HERICOURT

Décès

1752 ou 1753

Naissance

1687

Numéro

397

Prénom

Louis de

Louis de Héricourt naquit le 20 août 1687 à Soissons dans une famille de robins serviteurs de la monarchie et érudits. Epoux en 1727 de Marie Anne de Cholet, il vécut à Paris jusqu'à sa mort, le 18 novembre 1752 (selon la préface de ses oeuvres ; 1753 selon Moreri).

2. Formation

Très tôt sorti du collège des Oratoriens de Soissons, L.H. hésita longtemps sur le choix d'une carrière, puis il étudia le droit par lui-même.

3. Carrière

En mai 1712, L.H. fut reçu au barreau de Paris où il plaida peu, mais se rendit célèbre par ses consultations.
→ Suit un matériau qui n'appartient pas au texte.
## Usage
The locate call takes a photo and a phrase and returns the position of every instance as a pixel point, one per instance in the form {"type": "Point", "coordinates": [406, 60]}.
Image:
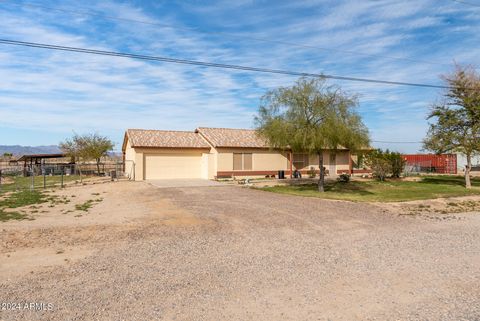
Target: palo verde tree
{"type": "Point", "coordinates": [309, 117]}
{"type": "Point", "coordinates": [456, 126]}
{"type": "Point", "coordinates": [87, 147]}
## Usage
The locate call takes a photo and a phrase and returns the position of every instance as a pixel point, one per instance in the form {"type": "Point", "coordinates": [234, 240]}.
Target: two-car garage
{"type": "Point", "coordinates": [164, 154]}
{"type": "Point", "coordinates": [175, 165]}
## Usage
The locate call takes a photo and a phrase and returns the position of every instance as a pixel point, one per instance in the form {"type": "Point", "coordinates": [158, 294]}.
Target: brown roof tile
{"type": "Point", "coordinates": [165, 138]}
{"type": "Point", "coordinates": [228, 137]}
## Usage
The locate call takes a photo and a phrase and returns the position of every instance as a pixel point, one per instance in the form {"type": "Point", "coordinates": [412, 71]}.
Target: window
{"type": "Point", "coordinates": [333, 158]}
{"type": "Point", "coordinates": [300, 161]}
{"type": "Point", "coordinates": [242, 161]}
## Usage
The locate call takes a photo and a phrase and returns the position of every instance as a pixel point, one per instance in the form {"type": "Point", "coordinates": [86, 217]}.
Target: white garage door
{"type": "Point", "coordinates": [168, 166]}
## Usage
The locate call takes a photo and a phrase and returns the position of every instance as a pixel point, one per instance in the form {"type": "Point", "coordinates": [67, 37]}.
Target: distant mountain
{"type": "Point", "coordinates": [18, 150]}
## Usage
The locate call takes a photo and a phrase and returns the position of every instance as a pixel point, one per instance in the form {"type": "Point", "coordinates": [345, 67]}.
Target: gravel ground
{"type": "Point", "coordinates": [243, 254]}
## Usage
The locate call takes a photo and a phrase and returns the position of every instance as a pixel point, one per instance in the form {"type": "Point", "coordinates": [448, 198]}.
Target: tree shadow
{"type": "Point", "coordinates": [352, 188]}
{"type": "Point", "coordinates": [449, 180]}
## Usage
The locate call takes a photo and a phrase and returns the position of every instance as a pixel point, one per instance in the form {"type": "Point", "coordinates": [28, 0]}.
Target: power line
{"type": "Point", "coordinates": [212, 64]}
{"type": "Point", "coordinates": [467, 3]}
{"type": "Point", "coordinates": [390, 142]}
{"type": "Point", "coordinates": [281, 42]}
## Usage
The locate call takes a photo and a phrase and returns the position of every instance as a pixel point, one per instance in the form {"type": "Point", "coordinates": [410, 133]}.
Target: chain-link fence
{"type": "Point", "coordinates": [42, 176]}
{"type": "Point", "coordinates": [424, 167]}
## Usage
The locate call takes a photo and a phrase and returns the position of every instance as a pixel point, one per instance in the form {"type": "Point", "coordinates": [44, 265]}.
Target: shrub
{"type": "Point", "coordinates": [311, 172]}
{"type": "Point", "coordinates": [344, 178]}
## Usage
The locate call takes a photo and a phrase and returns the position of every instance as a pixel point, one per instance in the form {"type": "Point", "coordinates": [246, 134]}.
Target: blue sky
{"type": "Point", "coordinates": [46, 95]}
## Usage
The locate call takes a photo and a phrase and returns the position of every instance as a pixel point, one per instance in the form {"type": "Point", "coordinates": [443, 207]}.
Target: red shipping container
{"type": "Point", "coordinates": [443, 163]}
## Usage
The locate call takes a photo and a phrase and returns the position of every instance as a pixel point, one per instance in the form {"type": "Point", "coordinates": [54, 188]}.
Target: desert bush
{"type": "Point", "coordinates": [344, 178]}
{"type": "Point", "coordinates": [311, 172]}
{"type": "Point", "coordinates": [385, 163]}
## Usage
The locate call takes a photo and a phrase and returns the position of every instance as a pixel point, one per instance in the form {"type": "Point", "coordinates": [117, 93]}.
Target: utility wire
{"type": "Point", "coordinates": [212, 64]}
{"type": "Point", "coordinates": [281, 42]}
{"type": "Point", "coordinates": [467, 3]}
{"type": "Point", "coordinates": [390, 142]}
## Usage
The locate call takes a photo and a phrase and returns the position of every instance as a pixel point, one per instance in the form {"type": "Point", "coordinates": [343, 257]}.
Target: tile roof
{"type": "Point", "coordinates": [228, 137]}
{"type": "Point", "coordinates": [165, 138]}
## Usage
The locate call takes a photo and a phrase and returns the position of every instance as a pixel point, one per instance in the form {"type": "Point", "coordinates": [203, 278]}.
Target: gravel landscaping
{"type": "Point", "coordinates": [228, 252]}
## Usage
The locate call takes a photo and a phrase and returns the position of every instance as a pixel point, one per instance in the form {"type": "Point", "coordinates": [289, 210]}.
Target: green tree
{"type": "Point", "coordinates": [311, 116]}
{"type": "Point", "coordinates": [385, 163]}
{"type": "Point", "coordinates": [87, 147]}
{"type": "Point", "coordinates": [456, 120]}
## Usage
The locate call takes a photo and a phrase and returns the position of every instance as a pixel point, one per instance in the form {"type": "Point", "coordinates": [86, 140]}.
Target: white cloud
{"type": "Point", "coordinates": [64, 91]}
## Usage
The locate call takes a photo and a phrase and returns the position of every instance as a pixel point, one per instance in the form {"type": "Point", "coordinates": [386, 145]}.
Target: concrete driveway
{"type": "Point", "coordinates": [190, 182]}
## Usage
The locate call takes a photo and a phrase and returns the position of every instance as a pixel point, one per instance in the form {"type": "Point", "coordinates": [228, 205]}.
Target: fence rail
{"type": "Point", "coordinates": [38, 176]}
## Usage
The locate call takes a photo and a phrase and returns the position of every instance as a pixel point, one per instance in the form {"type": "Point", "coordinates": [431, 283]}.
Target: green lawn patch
{"type": "Point", "coordinates": [390, 191]}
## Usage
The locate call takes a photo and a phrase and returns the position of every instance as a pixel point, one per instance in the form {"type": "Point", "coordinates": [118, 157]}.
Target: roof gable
{"type": "Point", "coordinates": [229, 137]}
{"type": "Point", "coordinates": [164, 139]}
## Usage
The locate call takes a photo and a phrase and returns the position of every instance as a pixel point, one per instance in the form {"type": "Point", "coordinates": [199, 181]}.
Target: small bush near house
{"type": "Point", "coordinates": [385, 163]}
{"type": "Point", "coordinates": [344, 178]}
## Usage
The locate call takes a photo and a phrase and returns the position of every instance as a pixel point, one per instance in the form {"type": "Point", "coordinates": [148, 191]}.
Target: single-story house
{"type": "Point", "coordinates": [211, 153]}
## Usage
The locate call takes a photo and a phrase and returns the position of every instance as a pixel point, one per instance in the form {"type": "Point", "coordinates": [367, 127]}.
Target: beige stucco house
{"type": "Point", "coordinates": [211, 153]}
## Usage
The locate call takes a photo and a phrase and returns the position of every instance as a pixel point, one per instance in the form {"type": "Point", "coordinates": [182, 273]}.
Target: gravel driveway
{"type": "Point", "coordinates": [240, 254]}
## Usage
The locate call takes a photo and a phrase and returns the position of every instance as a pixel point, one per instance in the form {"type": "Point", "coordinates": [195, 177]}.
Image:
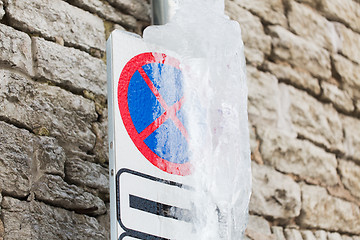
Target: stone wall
{"type": "Point", "coordinates": [304, 108]}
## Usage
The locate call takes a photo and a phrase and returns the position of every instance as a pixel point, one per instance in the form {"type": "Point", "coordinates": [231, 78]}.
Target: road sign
{"type": "Point", "coordinates": [149, 164]}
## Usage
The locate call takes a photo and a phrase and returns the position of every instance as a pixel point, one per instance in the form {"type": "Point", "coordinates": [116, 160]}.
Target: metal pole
{"type": "Point", "coordinates": [162, 11]}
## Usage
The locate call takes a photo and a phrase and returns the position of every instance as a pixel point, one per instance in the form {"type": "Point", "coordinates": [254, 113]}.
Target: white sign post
{"type": "Point", "coordinates": [149, 188]}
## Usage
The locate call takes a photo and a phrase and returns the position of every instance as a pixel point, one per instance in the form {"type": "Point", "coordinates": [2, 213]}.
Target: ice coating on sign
{"type": "Point", "coordinates": [210, 50]}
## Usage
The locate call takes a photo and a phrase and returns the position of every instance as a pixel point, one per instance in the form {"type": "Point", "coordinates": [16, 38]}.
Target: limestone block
{"type": "Point", "coordinates": [300, 52]}
{"type": "Point", "coordinates": [349, 73]}
{"type": "Point", "coordinates": [36, 220]}
{"type": "Point", "coordinates": [320, 210]}
{"type": "Point", "coordinates": [56, 18]}
{"type": "Point", "coordinates": [350, 176]}
{"type": "Point", "coordinates": [352, 137]}
{"type": "Point", "coordinates": [346, 11]}
{"type": "Point", "coordinates": [295, 76]}
{"type": "Point", "coordinates": [278, 233]}
{"type": "Point", "coordinates": [263, 98]}
{"type": "Point", "coordinates": [292, 234]}
{"type": "Point", "coordinates": [22, 155]}
{"type": "Point", "coordinates": [308, 235]}
{"type": "Point", "coordinates": [271, 11]}
{"type": "Point", "coordinates": [55, 191]}
{"type": "Point", "coordinates": [252, 30]}
{"type": "Point", "coordinates": [137, 8]}
{"type": "Point", "coordinates": [274, 194]}
{"type": "Point", "coordinates": [311, 119]}
{"type": "Point", "coordinates": [15, 49]}
{"type": "Point", "coordinates": [87, 174]}
{"type": "Point", "coordinates": [299, 157]}
{"type": "Point", "coordinates": [334, 236]}
{"type": "Point", "coordinates": [340, 99]}
{"type": "Point", "coordinates": [62, 115]}
{"type": "Point", "coordinates": [2, 12]}
{"type": "Point", "coordinates": [258, 228]}
{"type": "Point", "coordinates": [106, 11]}
{"type": "Point", "coordinates": [69, 67]}
{"type": "Point", "coordinates": [307, 23]}
{"type": "Point", "coordinates": [350, 42]}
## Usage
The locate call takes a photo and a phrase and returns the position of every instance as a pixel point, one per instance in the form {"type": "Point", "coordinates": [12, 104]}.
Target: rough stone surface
{"type": "Point", "coordinates": [69, 67]}
{"type": "Point", "coordinates": [271, 11]}
{"type": "Point", "coordinates": [311, 119]}
{"type": "Point", "coordinates": [65, 116]}
{"type": "Point", "coordinates": [352, 137]}
{"type": "Point", "coordinates": [263, 94]}
{"type": "Point", "coordinates": [350, 42]}
{"type": "Point", "coordinates": [87, 174]}
{"type": "Point", "coordinates": [346, 11]}
{"type": "Point", "coordinates": [258, 228]}
{"type": "Point", "coordinates": [320, 210]}
{"type": "Point", "coordinates": [23, 156]}
{"type": "Point", "coordinates": [295, 76]}
{"type": "Point", "coordinates": [138, 8]}
{"type": "Point", "coordinates": [106, 11]}
{"type": "Point", "coordinates": [307, 23]}
{"type": "Point", "coordinates": [257, 43]}
{"type": "Point", "coordinates": [350, 176]}
{"type": "Point", "coordinates": [36, 220]}
{"type": "Point", "coordinates": [300, 53]}
{"type": "Point", "coordinates": [340, 99]}
{"type": "Point", "coordinates": [349, 73]}
{"type": "Point", "coordinates": [307, 235]}
{"type": "Point", "coordinates": [274, 194]}
{"type": "Point", "coordinates": [298, 157]}
{"type": "Point", "coordinates": [292, 234]}
{"type": "Point", "coordinates": [55, 191]}
{"type": "Point", "coordinates": [15, 49]}
{"type": "Point", "coordinates": [56, 18]}
{"type": "Point", "coordinates": [278, 233]}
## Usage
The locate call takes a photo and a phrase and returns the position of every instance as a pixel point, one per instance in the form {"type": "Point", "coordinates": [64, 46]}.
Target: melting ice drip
{"type": "Point", "coordinates": [214, 85]}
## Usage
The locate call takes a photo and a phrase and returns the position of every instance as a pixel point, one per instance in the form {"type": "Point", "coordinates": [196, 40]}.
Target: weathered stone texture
{"type": "Point", "coordinates": [36, 220]}
{"type": "Point", "coordinates": [294, 76]}
{"type": "Point", "coordinates": [106, 11]}
{"type": "Point", "coordinates": [292, 234]}
{"type": "Point", "coordinates": [271, 11]}
{"type": "Point", "coordinates": [15, 49]}
{"type": "Point", "coordinates": [307, 23]}
{"type": "Point", "coordinates": [63, 115]}
{"type": "Point", "coordinates": [274, 194]}
{"type": "Point", "coordinates": [320, 210]}
{"type": "Point", "coordinates": [350, 176]}
{"type": "Point", "coordinates": [257, 43]}
{"type": "Point", "coordinates": [298, 157]}
{"type": "Point", "coordinates": [300, 52]}
{"type": "Point", "coordinates": [69, 67]}
{"type": "Point", "coordinates": [137, 8]}
{"type": "Point", "coordinates": [340, 99]}
{"type": "Point", "coordinates": [23, 156]}
{"type": "Point", "coordinates": [346, 11]}
{"type": "Point", "coordinates": [313, 120]}
{"type": "Point", "coordinates": [55, 191]}
{"type": "Point", "coordinates": [350, 42]}
{"type": "Point", "coordinates": [263, 98]}
{"type": "Point", "coordinates": [87, 174]}
{"type": "Point", "coordinates": [56, 18]}
{"type": "Point", "coordinates": [349, 73]}
{"type": "Point", "coordinates": [352, 137]}
{"type": "Point", "coordinates": [2, 12]}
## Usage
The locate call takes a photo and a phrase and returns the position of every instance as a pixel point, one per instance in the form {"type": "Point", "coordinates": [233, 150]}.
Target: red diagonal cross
{"type": "Point", "coordinates": [170, 112]}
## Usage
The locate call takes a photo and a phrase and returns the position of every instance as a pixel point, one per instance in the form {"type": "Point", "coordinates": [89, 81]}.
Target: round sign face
{"type": "Point", "coordinates": [150, 98]}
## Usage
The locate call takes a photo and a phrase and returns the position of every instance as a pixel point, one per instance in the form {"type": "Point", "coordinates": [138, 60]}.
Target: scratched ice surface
{"type": "Point", "coordinates": [214, 113]}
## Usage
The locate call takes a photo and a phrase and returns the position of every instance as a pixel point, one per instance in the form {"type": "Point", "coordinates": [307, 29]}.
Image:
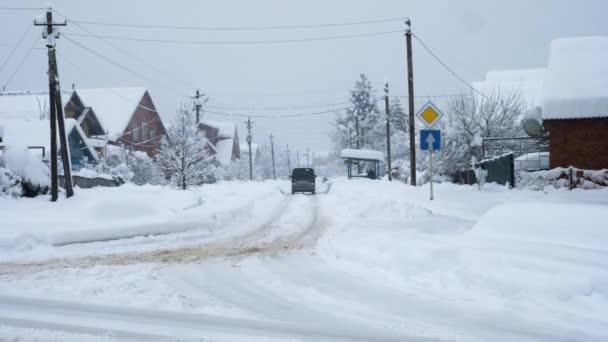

Celle qu'il donna, en 1725, aux libraires et imprimeurs jurés de l'université de Paris établissait la propriété des auteurs sur leurs oeuvres et Diderot en prit connaissance pour rédiger son «Mémoire sur la librairie».

En 1713, âgé seulement de 26 ans, ses relations dans le cercle de l'abbé Jean Paul Bignon lui valurent d'être appelé au Journal des Savants. Il y collabora plus de vingt ans, tout en publiant plusieurs ouvrages de jurisprudence.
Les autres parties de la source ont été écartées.